Milford has more than $3.3 billion under management for private wealth, KiwiSaver and institutional clients.
Over 350 investment firms in 40 plus countries use Charles River, the firm said in last week’s release, covering clients in the “institutional asset and fund management, private wealth, alternative investments, insurance, banking, and pension markets”.
In the statement announcing Milford’s going “live” on the Charles River platform, Quirk said the firm now has “one system that supports the investment management process from start-to-finish, across all asset classes”.
“This improves productivity significantly for our portfolio managers, centralised dealing function, and operations and compliance teams,” he said in the statement.
“With Charles River managing and hosting the solution, we can easily access new capabilities and reduce the time and cost of upgrades.”
Quirk said installing the Charles River system was unrelated to last year’s Financial Markets Authority (FMA) investigation that saw Milford fined $1.5 million and a looming court case for the-now on-leave portfolio manager, Mark Warminger.

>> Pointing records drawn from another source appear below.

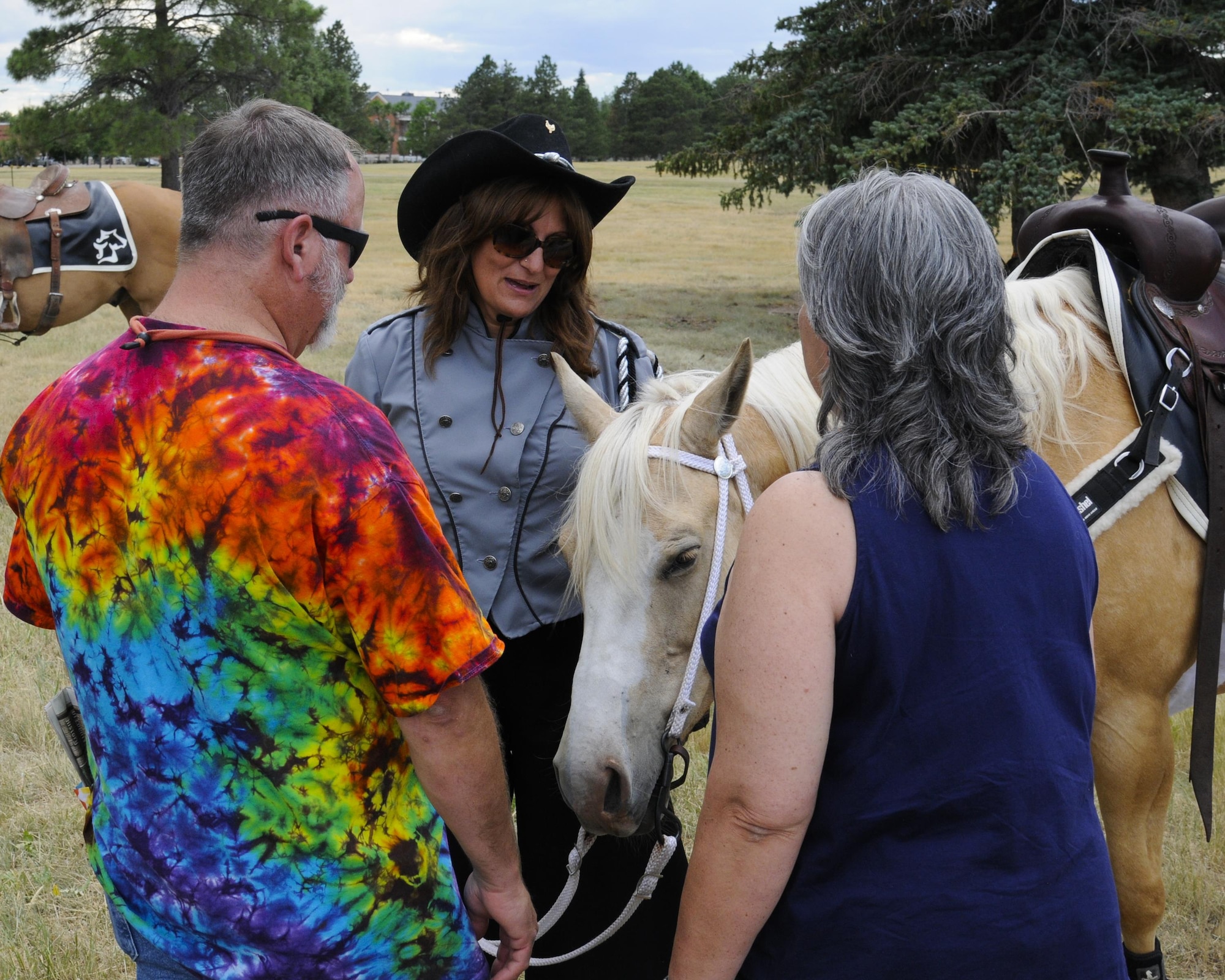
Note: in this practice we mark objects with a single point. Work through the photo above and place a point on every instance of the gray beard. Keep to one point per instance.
(328, 282)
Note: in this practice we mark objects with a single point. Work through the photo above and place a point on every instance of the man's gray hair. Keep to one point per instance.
(262, 156)
(902, 280)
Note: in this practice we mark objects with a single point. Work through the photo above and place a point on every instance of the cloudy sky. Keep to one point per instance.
(428, 46)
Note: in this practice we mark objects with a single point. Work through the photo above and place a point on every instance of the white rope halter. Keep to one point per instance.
(727, 466)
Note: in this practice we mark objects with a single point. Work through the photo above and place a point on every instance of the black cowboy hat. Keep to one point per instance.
(529, 146)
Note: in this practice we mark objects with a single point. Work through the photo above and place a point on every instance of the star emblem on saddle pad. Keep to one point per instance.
(108, 246)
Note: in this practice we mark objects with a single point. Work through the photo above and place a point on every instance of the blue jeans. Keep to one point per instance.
(151, 963)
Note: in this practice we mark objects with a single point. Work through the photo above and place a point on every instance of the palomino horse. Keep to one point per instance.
(640, 536)
(154, 219)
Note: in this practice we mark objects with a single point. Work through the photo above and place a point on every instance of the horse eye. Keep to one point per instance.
(682, 564)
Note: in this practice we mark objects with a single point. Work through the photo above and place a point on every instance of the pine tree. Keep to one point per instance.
(545, 94)
(489, 96)
(1000, 99)
(153, 70)
(587, 127)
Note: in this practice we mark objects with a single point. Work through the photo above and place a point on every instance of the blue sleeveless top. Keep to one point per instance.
(955, 830)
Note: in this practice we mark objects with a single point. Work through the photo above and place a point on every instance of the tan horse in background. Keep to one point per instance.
(640, 535)
(154, 217)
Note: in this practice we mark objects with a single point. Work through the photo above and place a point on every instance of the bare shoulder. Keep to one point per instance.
(801, 504)
(798, 529)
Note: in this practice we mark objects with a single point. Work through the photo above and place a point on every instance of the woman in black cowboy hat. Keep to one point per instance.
(500, 225)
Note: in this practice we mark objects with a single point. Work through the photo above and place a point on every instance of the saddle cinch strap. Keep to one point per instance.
(1200, 329)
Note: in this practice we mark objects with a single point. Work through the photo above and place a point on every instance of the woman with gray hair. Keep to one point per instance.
(902, 783)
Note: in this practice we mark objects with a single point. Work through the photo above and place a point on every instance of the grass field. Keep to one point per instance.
(690, 279)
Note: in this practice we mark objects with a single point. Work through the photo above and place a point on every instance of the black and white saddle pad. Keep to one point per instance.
(96, 241)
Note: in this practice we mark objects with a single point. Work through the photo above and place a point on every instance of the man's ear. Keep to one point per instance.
(300, 247)
(591, 412)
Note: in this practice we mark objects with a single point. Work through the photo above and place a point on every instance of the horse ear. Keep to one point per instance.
(591, 412)
(717, 407)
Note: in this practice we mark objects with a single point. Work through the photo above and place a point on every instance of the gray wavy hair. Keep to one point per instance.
(262, 156)
(902, 280)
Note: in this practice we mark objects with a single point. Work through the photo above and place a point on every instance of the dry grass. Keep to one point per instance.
(694, 281)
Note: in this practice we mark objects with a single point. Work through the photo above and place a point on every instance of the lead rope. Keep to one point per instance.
(727, 466)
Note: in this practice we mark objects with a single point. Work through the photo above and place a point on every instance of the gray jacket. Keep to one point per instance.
(503, 524)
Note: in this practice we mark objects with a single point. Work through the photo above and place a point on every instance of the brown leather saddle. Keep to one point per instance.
(50, 197)
(1169, 269)
(1213, 213)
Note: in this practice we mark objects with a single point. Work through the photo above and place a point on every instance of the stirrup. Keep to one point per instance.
(1146, 966)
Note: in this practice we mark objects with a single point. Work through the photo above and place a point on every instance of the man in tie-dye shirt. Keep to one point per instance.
(268, 633)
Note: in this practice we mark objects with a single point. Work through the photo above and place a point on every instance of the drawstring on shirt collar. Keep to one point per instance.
(499, 400)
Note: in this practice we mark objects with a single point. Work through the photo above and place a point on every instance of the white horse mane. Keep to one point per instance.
(614, 488)
(1055, 351)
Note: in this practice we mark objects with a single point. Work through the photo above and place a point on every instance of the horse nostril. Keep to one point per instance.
(613, 793)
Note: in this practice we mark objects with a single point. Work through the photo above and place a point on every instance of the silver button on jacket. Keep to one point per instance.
(503, 524)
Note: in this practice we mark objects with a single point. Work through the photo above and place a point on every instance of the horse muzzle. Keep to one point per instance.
(603, 798)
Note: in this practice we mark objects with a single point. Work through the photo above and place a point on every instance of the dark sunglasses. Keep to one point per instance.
(515, 242)
(351, 237)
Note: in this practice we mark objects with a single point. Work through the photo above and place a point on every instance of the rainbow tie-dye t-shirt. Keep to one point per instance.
(248, 585)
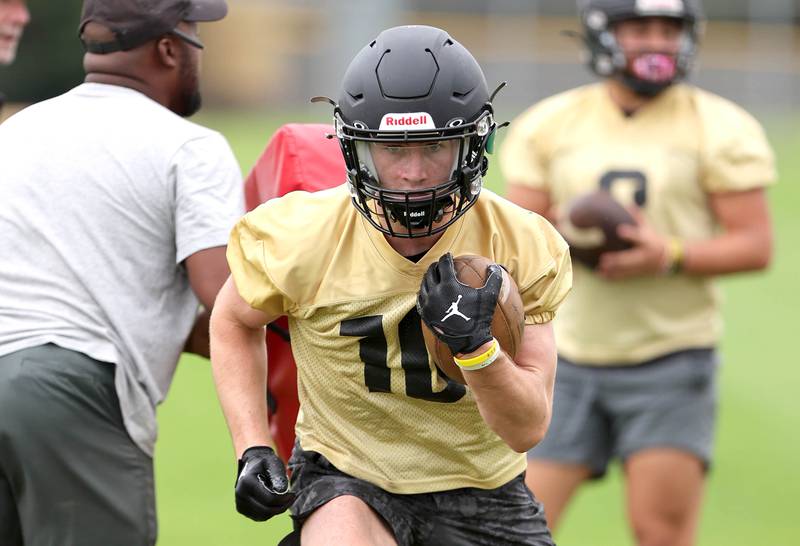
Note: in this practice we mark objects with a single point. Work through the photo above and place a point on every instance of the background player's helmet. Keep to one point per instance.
(606, 57)
(414, 84)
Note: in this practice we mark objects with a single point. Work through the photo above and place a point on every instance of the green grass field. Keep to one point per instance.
(752, 489)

“At a board meeting at the end of 2013 [Milford] agreed to do a number of things as part of a structural review – including looking at a new portfolio management system,” he said. “We started the process with Charles River in mid-2014, well before the FMA investigation.”
Following the FMA investigation into alleged market manipulation activities and a PwC compliance audit, Milford agreed to introduce a number of new governance and operational procedures.
“Milford undertakes to complete a further external review following implementation of PwC’s recommendations,” the FMA said in a release last June.
Late in 2014, Milford also appointed Mark Riggall as head of a newly-established central dealing desk with a junior dealer, Sean Harrison, joining Milford last April.
The FMA’s civil case against Warminger is due to be heard in the Auckland High Court on September 26 this year.